25 March 2004 6:01 PM

the place is feeling a lot fresher today, my furniture's on about it's sixth arrangement incarnation since moving here and i'm rather fond of what i've come up with. pictured above is the busy part of the room, aside from a single table not in the frame, the rest of the room is as bare as i like it. in 640x480, the cats' project on the sofa arm is clearly visible, which is a shame as not only is it the comfiest couch in history, the colour matches the giant rocket tumbler filled with stuffed animals in the corner. the speakers also sound hella hot in their current position, and you'll notice they're off the stands and back on the floor where they belong.

i set out for a walk today quite purposefully slightly underdressed for today's winds and cloudy skies, dressed enough not to freeze but not enough to protect me from feeling very much alive. it's all about embracing a cloudy day, or so i'd have you believe, and now that i'm back indoors i feel all brisk and my skin is slightly flushing under incandescent light.
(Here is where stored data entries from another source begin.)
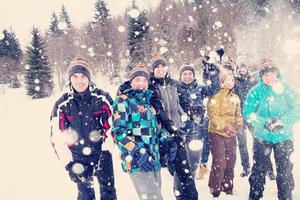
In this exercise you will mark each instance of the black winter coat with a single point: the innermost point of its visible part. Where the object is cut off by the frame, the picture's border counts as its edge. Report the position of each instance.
(86, 115)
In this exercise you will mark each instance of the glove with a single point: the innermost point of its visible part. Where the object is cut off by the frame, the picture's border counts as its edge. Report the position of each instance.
(274, 125)
(172, 148)
(230, 131)
(143, 159)
(77, 171)
(210, 68)
(197, 114)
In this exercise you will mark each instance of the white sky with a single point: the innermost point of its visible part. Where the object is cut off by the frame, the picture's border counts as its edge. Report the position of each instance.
(21, 15)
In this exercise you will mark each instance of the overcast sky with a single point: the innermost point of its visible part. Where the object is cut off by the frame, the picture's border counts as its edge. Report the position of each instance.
(21, 15)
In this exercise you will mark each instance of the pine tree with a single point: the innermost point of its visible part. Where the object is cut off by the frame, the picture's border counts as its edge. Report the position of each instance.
(102, 12)
(53, 28)
(138, 28)
(38, 74)
(64, 17)
(10, 57)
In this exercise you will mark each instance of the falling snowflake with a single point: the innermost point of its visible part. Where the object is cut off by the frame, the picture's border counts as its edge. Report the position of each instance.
(87, 151)
(121, 29)
(95, 136)
(278, 88)
(163, 50)
(176, 192)
(2, 36)
(109, 53)
(78, 168)
(62, 25)
(218, 24)
(195, 145)
(184, 117)
(70, 137)
(134, 13)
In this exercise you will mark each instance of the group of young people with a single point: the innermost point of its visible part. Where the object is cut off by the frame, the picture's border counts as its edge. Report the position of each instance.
(158, 122)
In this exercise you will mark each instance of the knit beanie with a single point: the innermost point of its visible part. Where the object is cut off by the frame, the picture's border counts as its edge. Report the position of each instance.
(139, 70)
(157, 61)
(186, 67)
(79, 65)
(266, 65)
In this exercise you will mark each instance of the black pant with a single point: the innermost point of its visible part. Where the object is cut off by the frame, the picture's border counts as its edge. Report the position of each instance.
(184, 184)
(105, 175)
(284, 167)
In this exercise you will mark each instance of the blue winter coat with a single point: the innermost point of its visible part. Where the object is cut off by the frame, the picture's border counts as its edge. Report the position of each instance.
(135, 121)
(264, 103)
(86, 115)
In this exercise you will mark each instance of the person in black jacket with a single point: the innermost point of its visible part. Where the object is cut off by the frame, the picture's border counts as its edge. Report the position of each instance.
(79, 123)
(191, 96)
(165, 100)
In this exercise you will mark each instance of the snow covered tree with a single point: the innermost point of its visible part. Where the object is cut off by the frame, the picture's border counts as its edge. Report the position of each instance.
(60, 39)
(38, 74)
(102, 12)
(64, 17)
(138, 28)
(10, 57)
(53, 28)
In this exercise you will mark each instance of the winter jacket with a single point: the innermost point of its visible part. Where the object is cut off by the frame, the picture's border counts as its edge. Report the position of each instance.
(135, 121)
(155, 101)
(264, 103)
(192, 95)
(85, 115)
(166, 89)
(242, 85)
(224, 111)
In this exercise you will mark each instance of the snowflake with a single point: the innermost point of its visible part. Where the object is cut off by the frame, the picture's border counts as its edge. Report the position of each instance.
(134, 13)
(87, 151)
(62, 25)
(95, 136)
(78, 168)
(121, 29)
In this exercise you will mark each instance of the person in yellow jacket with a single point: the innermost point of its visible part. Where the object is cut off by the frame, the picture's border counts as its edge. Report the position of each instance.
(225, 121)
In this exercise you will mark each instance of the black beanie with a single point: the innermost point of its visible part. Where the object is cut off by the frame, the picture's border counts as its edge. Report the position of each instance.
(79, 65)
(186, 67)
(139, 70)
(158, 61)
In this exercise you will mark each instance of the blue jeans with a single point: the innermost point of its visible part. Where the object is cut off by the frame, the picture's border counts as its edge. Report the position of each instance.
(284, 167)
(242, 142)
(197, 132)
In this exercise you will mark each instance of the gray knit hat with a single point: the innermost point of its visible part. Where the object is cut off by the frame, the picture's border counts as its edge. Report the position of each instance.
(186, 67)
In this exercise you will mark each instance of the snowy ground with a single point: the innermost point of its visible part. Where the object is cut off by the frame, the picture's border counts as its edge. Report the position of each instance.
(29, 169)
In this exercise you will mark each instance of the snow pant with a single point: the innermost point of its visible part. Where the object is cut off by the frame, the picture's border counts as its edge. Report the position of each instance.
(242, 142)
(196, 132)
(184, 184)
(105, 176)
(284, 167)
(223, 151)
(147, 185)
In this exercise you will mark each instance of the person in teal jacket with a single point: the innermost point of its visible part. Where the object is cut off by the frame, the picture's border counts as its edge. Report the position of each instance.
(138, 136)
(271, 109)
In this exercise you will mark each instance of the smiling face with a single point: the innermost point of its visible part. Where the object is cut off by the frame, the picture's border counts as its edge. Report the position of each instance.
(79, 82)
(270, 78)
(139, 83)
(187, 77)
(160, 71)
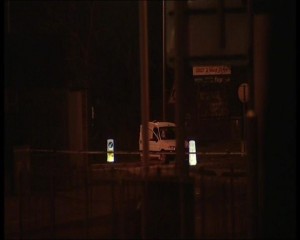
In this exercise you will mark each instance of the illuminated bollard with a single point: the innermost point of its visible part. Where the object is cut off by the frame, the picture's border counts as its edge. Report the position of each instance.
(110, 150)
(192, 153)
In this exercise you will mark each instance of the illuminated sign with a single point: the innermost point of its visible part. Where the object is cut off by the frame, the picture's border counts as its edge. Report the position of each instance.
(110, 150)
(211, 70)
(192, 153)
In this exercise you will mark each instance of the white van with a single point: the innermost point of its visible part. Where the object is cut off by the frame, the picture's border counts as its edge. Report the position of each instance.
(162, 139)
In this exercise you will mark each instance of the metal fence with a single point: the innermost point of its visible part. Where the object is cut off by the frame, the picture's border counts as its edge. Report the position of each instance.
(63, 196)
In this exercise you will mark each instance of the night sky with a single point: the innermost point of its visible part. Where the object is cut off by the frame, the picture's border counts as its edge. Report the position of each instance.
(87, 45)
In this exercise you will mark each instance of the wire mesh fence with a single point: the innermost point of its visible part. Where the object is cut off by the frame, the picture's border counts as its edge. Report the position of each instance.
(64, 196)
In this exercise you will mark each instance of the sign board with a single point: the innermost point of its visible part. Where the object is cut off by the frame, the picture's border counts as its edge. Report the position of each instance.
(211, 70)
(192, 153)
(110, 150)
(243, 92)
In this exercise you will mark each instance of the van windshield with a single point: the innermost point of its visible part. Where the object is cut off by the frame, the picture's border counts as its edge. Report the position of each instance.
(167, 133)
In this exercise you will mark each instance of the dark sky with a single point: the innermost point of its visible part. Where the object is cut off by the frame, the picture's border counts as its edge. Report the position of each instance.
(58, 44)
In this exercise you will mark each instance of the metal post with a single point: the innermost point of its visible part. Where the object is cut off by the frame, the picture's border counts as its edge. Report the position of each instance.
(164, 59)
(180, 12)
(143, 17)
after three days away from work, i'm feeling a much greater claim on my humanity and personhood. i feel centred, i feel real again, i'm feeling once more like i live on the same planet as the rest of the folks in my world. it's only from this side that i get a true idea of how much my job is affecting my sense of self these days, i guess it's just that i've learned depersonalization as a coping skill of late, and it's been harder and harder on off-hours to bounce back.

in the last three days i've managed to get on top of my personal space, spent both fun and creative time with davin, accumulated hours of quality time with my cats, had a few long phone conversations where i felt actually present, gone for a few great walks, and read big chunks of the books i've been trying to read for months. as i mentioned in my last post, i'd honestly forgotten what it feels like to feel like this every day, and with a more regular schedule and more rewarding career, it didn't used to take days off in a row for me to feel this way.

almost a year ago, when i got my last promotion, i can honestly say i was really enjoying my job. i was at a better location for a little over a month for training, and not only that, it actually felt like i was going somewhere. it was in my dull confession to myself last fall that i realized that where i am, i don't want to go any further, and that really put a name to the discontentment i'd been feeling for some months prior. i can't really disparage the company i work for, it offers opportunity for those who really ache for it. having lost the ache, however, i can't say there's many days within which i have the fun and get the rewards i used to find there.

i'm sitting in my favourite chair, the calico is grooming herself on my lap, i can feel her electricity. holden's on the speakers and a good portion of my house is immaculately clean. while it's cloudy and a bit chilly today, it's springtime and the clouds never hang around that long. today was a good day. yesterday was a good day. tuesday i was sick, but it gave me an excuse to sleep forever, something i badly needed.

of course, my alarm's already set for 3am, and it's a bit of a tough week schedule-wise to come. but i'm going to do my very best over the next five days to hang on to part of what i've experienced over these last few sleeps. the week after that, i'm off to something different for a while, something i'm far more used to, or used to be, in any event, and that's something i'm very much looking forward to.